I would just listen and agree with her when she states how bad he was. She definitely does not need to know what you thought of him. My first thought would be: then why didn't you tell me?! She might be angry!

Chattycathydoll · 24/10/2022 19:24

A couple of my friends did that after I split with ex. I just felt… well why didn’t you TELL me that instead of thinking it all that time?! Why didn’t you point out the behaviour I thought was normal and tell me it was abusive then? It was frustrating if nothing else.

Isittrueornot · 24/10/2022 19:24

Definitely don’t!! Just agree and nod but don’t say anything bad as they may get back together

WildUnknown · 24/10/2022 19:30

I wouldn't and I speak from experience. I found my friends ex absolutely repulsive on every level and had wondered more than once how she could bear to sleep with him

My friend had built up some illusions/delusions about other people, but especially me, envying them and their relationship. I very much burst a bubble.

The friendship faded after this, and I often wonder since if she had only kept me around because she enjoyed feeling like she was in an enviable position. The sad thing is that nothing about their life was, in any way, to be aspired to.

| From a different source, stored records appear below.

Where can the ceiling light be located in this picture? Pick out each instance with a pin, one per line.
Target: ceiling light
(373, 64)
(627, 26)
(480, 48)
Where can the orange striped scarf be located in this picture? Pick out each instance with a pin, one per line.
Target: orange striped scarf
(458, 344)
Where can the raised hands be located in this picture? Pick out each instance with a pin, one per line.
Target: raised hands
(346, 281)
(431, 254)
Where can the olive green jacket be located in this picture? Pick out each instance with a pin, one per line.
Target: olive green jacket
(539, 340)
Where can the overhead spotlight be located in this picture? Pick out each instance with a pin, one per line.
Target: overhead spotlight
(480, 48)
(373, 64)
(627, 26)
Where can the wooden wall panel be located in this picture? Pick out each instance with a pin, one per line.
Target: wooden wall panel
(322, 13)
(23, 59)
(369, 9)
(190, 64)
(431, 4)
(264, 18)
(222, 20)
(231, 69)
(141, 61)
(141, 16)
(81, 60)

QueSyrahSyrah · 24/10/2022 19:35

I think it's ok to say something along the lines of
'I never warmed to him and I didn't like how he treated you sometimes, so I'm glad he's gone and you can move onwards and upwards' without specifics or going overboard.

When I split with an abusive ex some friends were keen to tell me how much they hated him, but to be fair I'd known deep down all the time how they felt, so it didn't shock or bother me.

Inasec24 · 24/10/2022 19:57

Thanks everyone. Will take this advice. So glad I never have to be in his company again!!!